Gezi’ye katılan kitlelerin Kobani sürecine olan ilgisizliği hem olgular arasındaki ilişkiyi kurmaktaki bilinç yetersizliğiyle hem milliyetçilikten kaynaklı etkilenmeyle hem de devletten gelebilecek baskıları göğüslemek istememesiyle iniltilidir. Peki, Türkiye’deki sosyalistler bu süreçte nasıl davrandı? Sosyalistlerin hepsi o dönemde Gezi’ye katıldı. Hatta sayısal zayıflıklarıyla kıyaslanamayacak düzeyde bir ağırlıkları da oldu Gezi’de. Sınırlı zamanlarda olsa bile yer yer Gezi’ye yön vermeyi de becerdiler. Fakat Gezi’ye katılan sosyalistlerin çok az bir kesimi Kobani sürecini destekledi. Sosyalistlerin çoğunluğu sürece destek vermedi, kendisinin bir parçası olarak görmedi, orada süren kent savunmasıyla arasında bir gönül bağı kurmadı. O gün yaşanan bu ilgisizlik ve hatta bundan da öte arasına özenle bir mesafe koyma çabası bugün de Gezi ve Kobani “ceza yargılamaları”na da yansıyor. İki davaya yaklaşım, iki davayla kurulan gönül bağı ve dayanışma düzeyi birbirinden çok farklı. Zeytinyağı ve suyun birbiriyle ilişkisizliği türünden bir yaklaşım sergileniyor. Kurulu düzenin tam da istediği gibi biri görmezden geliniyor, sessizliğe mahkûm ediliyor, kendi kaderine terk ediliyor. Diğerinin ise görünür kılınması için her ortam değerlendiriliyor. Adını koyarak söylersek Gezi davasına bütün sosyalistler olabildiğince sahip çıkıyor, güçleri oranında destekliyor. Kuşkusuz bu durumun çok gerekli ve kıymetli bir dayanışma olduğunu da belirtmek gerekiyor. Çünkü Gezi hepimizin ortak eylemi ve hepimizi birleştiren ortak bir duygudur. Dolayısıyla dayanışmanın örgütlenmesi eşyanın doğasına uygundur. Ama aynı duyarlılık ve ilgi, içinde sınırlı sayıda Türkiyeli sosyalistlerin de yer aldığı Kobani davasına gösterilmiyor. Özenli denilebilecek bir şekilde hem sosyalistlerin hem de aydınların ağırlıklı bir kesimi Kobani davasına bilinçli bir biçimde uzak duruyor, hiçbir destek vermiyor. Peki niye?
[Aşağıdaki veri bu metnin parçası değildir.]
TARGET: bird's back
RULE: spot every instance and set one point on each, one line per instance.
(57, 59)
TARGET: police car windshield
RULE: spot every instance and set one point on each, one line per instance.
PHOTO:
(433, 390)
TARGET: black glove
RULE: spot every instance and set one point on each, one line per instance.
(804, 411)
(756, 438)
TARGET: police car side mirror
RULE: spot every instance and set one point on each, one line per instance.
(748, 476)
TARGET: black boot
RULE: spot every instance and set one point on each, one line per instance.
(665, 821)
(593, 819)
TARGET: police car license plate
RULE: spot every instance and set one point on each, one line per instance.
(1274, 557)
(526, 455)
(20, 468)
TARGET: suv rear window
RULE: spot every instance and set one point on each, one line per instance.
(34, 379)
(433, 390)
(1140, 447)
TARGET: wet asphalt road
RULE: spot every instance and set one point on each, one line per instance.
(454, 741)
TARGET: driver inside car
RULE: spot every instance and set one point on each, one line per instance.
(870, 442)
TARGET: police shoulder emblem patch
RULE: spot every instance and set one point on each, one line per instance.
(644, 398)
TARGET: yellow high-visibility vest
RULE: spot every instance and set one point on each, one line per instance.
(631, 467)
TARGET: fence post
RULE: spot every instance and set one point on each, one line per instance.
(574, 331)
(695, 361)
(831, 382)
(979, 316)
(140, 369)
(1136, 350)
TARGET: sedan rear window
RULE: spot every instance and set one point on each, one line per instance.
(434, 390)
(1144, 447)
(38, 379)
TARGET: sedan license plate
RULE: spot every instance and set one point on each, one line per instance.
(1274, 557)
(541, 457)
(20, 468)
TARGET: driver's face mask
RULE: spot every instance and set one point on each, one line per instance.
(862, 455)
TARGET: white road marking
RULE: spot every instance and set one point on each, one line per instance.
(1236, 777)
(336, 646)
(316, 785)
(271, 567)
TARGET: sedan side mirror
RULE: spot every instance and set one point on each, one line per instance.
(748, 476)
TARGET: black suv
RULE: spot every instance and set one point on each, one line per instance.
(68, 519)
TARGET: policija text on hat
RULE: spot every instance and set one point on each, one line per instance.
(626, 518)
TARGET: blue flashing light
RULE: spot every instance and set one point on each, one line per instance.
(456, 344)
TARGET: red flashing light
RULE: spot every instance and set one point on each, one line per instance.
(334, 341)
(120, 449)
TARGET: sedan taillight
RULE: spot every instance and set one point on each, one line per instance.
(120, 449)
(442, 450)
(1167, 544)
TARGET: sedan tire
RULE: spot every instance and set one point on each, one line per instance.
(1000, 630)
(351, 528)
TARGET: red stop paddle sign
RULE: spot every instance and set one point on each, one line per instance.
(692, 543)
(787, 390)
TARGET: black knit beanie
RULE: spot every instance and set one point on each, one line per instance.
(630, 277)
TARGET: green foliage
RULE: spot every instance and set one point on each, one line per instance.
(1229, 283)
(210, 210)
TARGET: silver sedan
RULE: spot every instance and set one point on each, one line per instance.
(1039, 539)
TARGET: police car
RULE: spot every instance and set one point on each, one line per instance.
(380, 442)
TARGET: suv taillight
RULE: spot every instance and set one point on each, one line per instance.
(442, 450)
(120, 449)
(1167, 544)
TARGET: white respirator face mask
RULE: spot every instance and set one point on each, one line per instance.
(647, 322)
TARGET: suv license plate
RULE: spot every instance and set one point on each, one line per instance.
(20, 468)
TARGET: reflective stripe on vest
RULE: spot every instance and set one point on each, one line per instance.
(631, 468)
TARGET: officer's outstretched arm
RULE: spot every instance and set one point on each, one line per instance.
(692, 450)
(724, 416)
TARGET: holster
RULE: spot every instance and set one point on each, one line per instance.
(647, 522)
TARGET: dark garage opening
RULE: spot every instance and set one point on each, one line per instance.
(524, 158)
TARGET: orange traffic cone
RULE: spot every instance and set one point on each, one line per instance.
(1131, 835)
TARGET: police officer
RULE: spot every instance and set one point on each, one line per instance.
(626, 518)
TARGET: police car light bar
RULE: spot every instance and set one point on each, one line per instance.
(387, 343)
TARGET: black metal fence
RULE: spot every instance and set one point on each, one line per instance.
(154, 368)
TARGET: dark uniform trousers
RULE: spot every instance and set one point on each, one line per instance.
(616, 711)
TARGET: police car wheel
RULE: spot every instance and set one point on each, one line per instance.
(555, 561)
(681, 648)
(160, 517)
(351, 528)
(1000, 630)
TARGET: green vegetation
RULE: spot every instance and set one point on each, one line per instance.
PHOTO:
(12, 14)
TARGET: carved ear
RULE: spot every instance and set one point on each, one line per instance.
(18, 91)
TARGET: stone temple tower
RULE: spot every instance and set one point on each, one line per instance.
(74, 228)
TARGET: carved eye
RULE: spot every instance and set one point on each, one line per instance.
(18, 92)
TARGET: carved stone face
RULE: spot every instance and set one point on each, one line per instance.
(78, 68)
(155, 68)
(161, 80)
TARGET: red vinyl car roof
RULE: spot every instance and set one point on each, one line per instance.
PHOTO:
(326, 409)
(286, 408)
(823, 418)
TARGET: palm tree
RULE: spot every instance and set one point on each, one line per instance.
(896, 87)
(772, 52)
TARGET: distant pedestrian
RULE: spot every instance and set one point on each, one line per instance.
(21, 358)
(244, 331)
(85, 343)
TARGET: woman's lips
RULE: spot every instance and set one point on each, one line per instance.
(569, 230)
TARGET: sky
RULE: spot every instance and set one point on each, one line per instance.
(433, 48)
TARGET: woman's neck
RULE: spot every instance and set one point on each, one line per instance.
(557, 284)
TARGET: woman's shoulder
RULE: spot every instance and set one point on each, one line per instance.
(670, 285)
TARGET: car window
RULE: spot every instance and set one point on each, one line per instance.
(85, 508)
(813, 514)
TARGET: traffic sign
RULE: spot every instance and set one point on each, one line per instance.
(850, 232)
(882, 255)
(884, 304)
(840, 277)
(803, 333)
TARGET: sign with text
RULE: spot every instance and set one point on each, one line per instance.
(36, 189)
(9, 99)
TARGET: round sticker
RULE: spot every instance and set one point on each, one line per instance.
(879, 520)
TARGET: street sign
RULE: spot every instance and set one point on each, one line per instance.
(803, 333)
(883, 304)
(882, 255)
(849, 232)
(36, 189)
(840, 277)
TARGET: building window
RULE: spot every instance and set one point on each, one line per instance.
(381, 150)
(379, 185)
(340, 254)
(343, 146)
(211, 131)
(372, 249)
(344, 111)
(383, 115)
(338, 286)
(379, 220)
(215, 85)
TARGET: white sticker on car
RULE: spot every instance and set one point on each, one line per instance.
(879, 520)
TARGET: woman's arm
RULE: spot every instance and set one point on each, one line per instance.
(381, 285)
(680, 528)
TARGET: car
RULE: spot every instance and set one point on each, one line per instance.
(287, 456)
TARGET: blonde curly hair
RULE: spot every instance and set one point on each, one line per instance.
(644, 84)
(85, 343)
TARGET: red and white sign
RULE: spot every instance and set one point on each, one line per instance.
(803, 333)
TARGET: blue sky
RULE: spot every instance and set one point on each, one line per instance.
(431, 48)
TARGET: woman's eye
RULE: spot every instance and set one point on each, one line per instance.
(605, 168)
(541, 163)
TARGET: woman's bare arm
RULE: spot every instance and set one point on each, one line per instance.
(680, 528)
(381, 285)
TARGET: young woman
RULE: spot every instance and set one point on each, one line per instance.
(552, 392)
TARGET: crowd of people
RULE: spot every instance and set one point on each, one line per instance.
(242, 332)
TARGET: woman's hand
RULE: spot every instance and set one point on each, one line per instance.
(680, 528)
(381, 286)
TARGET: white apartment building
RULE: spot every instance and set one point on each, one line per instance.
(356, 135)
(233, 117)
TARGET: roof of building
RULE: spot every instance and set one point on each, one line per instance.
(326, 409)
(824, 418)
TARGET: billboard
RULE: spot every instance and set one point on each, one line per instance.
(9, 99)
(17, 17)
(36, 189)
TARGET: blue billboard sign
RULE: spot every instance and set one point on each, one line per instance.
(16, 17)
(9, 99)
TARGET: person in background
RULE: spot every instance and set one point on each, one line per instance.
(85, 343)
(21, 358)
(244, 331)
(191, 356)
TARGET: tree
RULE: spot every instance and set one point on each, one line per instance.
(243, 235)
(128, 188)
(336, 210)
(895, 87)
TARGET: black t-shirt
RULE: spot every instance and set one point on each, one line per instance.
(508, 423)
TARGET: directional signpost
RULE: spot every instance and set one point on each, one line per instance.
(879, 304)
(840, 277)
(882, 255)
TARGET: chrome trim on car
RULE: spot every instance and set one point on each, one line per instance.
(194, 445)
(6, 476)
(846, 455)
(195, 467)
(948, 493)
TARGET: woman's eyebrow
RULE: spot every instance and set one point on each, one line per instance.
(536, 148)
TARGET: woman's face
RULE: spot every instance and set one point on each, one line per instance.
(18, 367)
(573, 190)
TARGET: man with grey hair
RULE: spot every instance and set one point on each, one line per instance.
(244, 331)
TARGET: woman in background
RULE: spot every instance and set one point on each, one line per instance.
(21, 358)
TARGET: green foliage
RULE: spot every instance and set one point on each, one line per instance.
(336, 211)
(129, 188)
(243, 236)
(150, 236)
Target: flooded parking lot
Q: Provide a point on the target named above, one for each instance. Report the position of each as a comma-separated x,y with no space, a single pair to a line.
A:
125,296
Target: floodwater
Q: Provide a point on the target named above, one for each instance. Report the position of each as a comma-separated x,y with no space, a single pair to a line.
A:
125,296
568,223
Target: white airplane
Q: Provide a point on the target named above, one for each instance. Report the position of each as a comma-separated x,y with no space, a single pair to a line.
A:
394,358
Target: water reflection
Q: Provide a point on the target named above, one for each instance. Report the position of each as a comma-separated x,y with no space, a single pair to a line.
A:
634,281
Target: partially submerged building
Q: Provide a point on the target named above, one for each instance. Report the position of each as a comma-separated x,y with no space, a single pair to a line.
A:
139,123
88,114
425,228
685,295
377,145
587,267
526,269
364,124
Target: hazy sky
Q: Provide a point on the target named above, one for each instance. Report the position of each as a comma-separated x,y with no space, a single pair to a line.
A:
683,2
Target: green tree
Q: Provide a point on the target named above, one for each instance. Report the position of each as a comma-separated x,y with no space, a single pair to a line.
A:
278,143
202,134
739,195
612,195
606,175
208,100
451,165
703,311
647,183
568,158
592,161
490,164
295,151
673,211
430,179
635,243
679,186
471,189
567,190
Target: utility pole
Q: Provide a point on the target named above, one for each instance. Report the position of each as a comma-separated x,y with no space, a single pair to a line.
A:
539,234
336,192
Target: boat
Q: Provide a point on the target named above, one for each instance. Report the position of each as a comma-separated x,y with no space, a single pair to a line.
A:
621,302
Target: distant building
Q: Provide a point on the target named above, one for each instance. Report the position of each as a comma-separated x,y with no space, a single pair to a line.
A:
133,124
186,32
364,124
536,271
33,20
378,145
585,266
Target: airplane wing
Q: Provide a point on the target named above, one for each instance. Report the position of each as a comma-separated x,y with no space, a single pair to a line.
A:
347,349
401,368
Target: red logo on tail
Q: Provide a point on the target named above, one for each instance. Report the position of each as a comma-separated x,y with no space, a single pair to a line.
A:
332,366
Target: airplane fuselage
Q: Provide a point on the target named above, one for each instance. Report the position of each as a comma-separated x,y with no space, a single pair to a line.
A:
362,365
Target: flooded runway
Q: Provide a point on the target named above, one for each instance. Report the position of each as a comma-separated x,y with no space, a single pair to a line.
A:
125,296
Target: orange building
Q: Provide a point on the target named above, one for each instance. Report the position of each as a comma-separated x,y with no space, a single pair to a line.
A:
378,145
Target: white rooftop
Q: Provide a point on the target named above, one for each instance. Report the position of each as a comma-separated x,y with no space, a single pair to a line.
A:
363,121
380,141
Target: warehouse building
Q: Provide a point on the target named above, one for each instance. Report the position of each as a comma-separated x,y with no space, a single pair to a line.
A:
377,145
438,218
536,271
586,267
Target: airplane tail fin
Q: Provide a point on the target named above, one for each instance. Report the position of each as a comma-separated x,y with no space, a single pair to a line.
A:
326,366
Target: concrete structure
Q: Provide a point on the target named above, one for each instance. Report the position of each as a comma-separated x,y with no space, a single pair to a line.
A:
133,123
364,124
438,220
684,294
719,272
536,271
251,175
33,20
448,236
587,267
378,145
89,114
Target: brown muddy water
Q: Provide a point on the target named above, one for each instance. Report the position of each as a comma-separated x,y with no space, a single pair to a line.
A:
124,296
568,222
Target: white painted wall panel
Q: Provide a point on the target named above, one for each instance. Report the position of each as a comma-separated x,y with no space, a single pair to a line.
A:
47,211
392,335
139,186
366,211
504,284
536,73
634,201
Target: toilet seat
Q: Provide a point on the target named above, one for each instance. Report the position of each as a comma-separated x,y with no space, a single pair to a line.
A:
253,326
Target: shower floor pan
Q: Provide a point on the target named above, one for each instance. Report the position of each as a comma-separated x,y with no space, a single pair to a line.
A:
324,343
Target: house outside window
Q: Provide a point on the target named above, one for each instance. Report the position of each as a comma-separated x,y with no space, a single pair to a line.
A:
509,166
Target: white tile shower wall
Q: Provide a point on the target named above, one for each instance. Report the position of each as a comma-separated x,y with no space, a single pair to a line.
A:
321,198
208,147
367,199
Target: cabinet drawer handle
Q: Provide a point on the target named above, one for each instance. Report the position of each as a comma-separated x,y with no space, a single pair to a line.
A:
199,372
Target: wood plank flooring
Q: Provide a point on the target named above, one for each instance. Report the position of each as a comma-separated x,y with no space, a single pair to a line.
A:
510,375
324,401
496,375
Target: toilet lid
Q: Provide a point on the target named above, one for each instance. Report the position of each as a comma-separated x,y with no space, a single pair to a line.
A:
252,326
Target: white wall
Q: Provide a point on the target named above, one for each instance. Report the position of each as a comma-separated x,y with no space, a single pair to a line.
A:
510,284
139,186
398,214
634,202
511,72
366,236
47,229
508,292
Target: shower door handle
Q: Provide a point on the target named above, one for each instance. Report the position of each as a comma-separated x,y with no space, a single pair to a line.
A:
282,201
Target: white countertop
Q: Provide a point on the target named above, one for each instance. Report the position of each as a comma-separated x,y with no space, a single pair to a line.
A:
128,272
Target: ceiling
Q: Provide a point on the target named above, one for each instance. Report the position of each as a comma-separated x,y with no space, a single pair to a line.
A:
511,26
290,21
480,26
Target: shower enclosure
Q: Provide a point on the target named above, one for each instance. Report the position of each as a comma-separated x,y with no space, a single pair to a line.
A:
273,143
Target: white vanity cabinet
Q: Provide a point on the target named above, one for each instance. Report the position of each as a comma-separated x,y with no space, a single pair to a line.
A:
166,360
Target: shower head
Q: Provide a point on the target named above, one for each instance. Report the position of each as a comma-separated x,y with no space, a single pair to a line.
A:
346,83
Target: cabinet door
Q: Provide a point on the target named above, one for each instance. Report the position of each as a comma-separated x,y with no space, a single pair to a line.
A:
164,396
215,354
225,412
İki noktayı tekrar vurgulamakta fayda var. Birincisi, çok az sayıda sosyalistin dışında, Türkiyeli sosyalistlerin ve aydınların ana gövdesi 2014 yılında IŞİD tarafından işgal edilmek istenen Kobani kent savunmasına Türkiye’den hiçbir destek vermedi, onunla dayanışma içinde olmadı. İkincisi, o tarihte Kobani ile dayanışma içinde olduğu ve Türkiye’nin kuşatma esnasında kente uyguladığı ambargonun kaldırılmasını talep ettiği için, 2020 yılında açılan ve hala devam eden Kobani destekçilerine yönelik cezalandırma davasıyla dayanışma içine girmiyor. Bu iki problemli durumun net bir biçimde görülmesi önemli.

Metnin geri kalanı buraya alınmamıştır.